International tour – Bruges
About the program
Mozart and Mendelssohn. When the routes of wunderkinder intersect… The first part of the concert is dedicated to Mozart. He wrote The Magic Flute in 1791, shortly before his death, and he himself conducted it at its 30 September premiere at the Theater auf der Wieden. Its overture eventually found its way into concert halls as well. The young Mozart, who was a splendid violinist, probably familiarized himself with the Italian violin concertos during his visits to Italy. While in Paris, he absorbed the influence of the French style of concerto, particularly the manner of the Italian-born G. B. Viotti. It was also under these influences that the 19-year-old composer wrote five violin concertos in a single year, in 1775. The most popular of these is probably the one in A major, now on the programme, which has received the sobriquet “Turkish”, because contemporaries felt one its episodes was oriental in mood.

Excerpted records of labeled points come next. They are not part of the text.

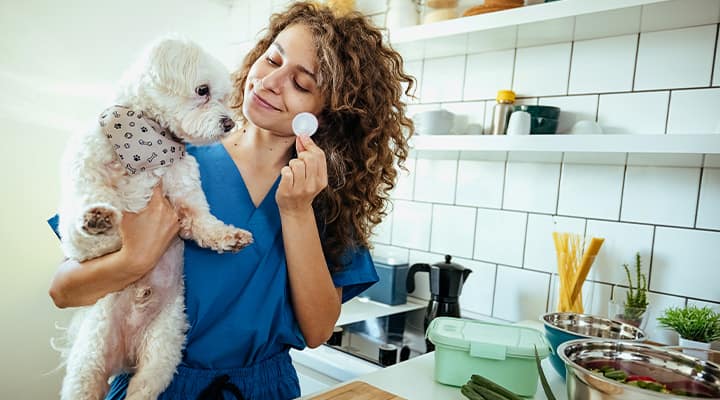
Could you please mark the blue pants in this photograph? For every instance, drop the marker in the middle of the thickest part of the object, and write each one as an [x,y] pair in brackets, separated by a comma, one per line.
[271,379]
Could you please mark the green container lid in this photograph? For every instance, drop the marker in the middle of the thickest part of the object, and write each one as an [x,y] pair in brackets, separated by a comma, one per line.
[487,340]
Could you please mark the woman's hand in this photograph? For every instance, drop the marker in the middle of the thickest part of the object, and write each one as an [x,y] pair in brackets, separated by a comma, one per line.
[147,234]
[302,179]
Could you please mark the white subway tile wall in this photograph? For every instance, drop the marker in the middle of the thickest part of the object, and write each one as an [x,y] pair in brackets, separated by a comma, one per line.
[531,187]
[709,205]
[679,58]
[542,70]
[663,80]
[660,195]
[622,243]
[663,206]
[453,230]
[603,65]
[643,113]
[573,109]
[599,198]
[490,72]
[500,236]
[694,112]
[679,255]
[520,294]
[608,23]
[539,247]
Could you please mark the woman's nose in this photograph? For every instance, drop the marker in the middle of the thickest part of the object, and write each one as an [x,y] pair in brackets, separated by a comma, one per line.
[271,81]
[227,124]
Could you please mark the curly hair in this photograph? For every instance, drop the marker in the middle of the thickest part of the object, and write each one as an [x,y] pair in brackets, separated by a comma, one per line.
[363,130]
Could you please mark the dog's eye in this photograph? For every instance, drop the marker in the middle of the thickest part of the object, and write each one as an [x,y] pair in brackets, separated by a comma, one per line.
[202,90]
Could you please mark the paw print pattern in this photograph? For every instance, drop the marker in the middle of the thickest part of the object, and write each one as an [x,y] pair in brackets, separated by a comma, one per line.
[141,145]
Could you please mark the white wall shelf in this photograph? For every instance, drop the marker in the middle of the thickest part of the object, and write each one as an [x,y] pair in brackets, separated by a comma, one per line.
[670,144]
[534,25]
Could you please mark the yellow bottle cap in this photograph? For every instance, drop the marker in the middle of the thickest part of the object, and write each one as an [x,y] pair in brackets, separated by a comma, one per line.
[506,95]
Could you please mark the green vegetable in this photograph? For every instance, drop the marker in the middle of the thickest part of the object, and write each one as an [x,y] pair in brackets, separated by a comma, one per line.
[693,323]
[491,395]
[470,394]
[616,375]
[636,300]
[484,382]
[543,380]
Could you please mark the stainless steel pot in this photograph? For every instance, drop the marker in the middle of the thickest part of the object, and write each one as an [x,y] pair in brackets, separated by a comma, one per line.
[674,369]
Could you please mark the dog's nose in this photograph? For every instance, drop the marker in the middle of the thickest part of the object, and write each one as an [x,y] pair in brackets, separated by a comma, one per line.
[227,124]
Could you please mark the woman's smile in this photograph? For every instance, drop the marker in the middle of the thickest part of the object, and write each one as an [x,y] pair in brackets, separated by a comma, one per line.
[262,103]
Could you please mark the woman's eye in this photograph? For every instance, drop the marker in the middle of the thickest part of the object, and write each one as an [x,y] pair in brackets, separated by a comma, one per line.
[300,88]
[202,90]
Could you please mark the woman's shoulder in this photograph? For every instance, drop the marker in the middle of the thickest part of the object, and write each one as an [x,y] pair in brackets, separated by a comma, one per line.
[206,152]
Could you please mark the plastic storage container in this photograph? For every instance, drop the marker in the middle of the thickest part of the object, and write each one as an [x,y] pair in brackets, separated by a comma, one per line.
[390,289]
[504,354]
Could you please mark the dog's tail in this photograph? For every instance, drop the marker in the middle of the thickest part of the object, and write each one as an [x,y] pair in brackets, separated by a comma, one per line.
[63,343]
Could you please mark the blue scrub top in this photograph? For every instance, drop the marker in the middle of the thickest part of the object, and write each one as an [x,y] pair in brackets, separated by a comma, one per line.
[239,305]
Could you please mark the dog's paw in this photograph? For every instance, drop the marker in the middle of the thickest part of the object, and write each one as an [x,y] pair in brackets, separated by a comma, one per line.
[232,239]
[100,219]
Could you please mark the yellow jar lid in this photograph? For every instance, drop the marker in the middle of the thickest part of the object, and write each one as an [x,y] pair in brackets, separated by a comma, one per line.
[506,95]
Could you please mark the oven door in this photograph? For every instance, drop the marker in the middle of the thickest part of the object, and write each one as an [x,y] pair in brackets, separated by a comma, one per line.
[323,367]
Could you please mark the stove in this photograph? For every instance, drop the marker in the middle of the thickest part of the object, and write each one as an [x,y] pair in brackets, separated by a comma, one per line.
[384,340]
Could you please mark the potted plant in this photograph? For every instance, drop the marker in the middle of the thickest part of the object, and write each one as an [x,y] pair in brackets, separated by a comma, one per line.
[634,309]
[697,327]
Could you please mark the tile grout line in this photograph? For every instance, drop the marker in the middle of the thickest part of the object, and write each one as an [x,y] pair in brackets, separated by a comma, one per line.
[560,177]
[652,257]
[622,187]
[637,55]
[697,202]
[633,222]
[667,111]
[712,69]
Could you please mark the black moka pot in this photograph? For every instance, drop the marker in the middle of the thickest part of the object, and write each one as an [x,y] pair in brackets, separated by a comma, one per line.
[446,281]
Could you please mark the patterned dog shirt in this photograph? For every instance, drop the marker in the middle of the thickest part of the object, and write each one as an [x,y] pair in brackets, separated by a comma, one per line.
[139,143]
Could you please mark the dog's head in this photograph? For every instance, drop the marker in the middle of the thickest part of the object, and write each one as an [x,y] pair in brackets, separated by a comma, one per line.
[184,88]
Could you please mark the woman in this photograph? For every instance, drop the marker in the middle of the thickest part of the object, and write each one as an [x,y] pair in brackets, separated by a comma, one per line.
[310,203]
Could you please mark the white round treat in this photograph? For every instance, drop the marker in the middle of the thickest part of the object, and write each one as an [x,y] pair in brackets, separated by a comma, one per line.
[304,124]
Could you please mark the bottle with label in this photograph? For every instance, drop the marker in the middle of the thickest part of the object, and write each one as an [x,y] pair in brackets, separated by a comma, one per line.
[501,112]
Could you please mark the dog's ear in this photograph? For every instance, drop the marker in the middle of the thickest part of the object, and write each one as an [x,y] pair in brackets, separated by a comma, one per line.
[172,64]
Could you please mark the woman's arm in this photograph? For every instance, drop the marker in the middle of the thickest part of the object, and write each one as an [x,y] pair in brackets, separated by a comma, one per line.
[146,235]
[316,301]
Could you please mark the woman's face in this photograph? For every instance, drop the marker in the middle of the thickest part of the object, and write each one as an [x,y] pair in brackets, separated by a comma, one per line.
[283,82]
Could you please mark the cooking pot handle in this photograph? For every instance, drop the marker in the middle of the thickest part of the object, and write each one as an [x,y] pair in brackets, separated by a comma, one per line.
[410,282]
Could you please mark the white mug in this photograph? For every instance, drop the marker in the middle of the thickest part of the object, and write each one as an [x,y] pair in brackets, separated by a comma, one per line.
[519,123]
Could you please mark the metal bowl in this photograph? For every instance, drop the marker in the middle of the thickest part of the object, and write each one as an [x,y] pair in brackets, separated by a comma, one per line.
[562,327]
[679,372]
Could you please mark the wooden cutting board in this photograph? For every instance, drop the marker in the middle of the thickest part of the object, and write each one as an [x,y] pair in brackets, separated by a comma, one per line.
[357,391]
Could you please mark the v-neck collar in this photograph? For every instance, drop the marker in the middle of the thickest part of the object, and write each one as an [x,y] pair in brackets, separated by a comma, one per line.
[270,193]
[262,221]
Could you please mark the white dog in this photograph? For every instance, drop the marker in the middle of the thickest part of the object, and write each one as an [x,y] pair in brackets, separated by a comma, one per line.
[174,94]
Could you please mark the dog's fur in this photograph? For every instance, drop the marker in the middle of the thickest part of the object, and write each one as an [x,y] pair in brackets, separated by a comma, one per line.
[141,329]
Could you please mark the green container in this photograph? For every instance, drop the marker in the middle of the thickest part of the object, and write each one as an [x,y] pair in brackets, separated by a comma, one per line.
[504,354]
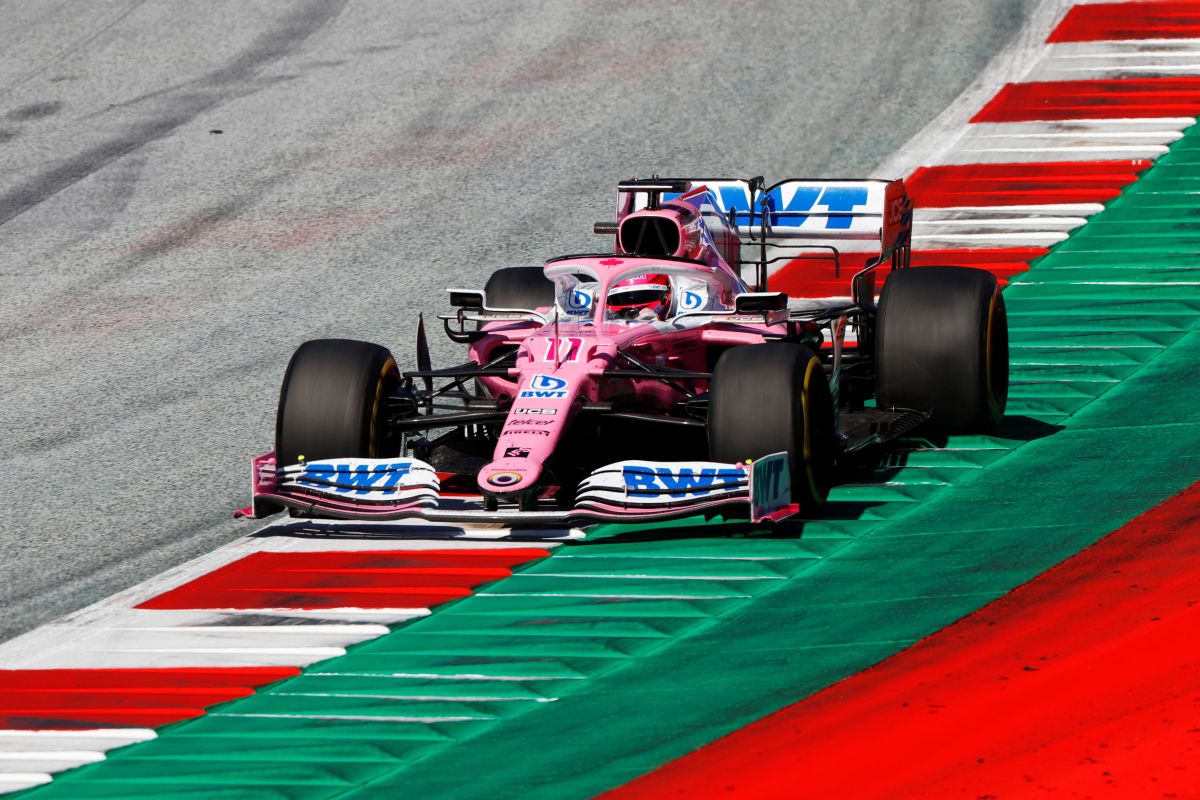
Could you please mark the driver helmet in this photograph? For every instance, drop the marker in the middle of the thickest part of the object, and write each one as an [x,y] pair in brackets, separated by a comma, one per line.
[645,296]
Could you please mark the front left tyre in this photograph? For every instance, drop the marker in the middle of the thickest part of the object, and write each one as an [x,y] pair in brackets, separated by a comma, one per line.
[333,402]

Without any special occasion, the 17-year-old Mendelssohn wrote an orchestral overture for Shakespeare’s A Midsummer Night’s Dream. The piece brought overnight fame to a composer who, despite his age, was well past his search for a direction—past, in fact, a series of brilliant works—and was a seasoned master. Sixteen years later, Prussian king Frederick William IV commissioned him to write incidental music for Shakespeare’s drama, and Mendelssohn complied in 1842-43. The piece, which was presented in Potsdam in October 1843, in the presence of the court and select guests, went on to be “compulsory” for productions of the play for a long time, and its suite version became a concert hall sensation. Our concert presents the complete incidental music.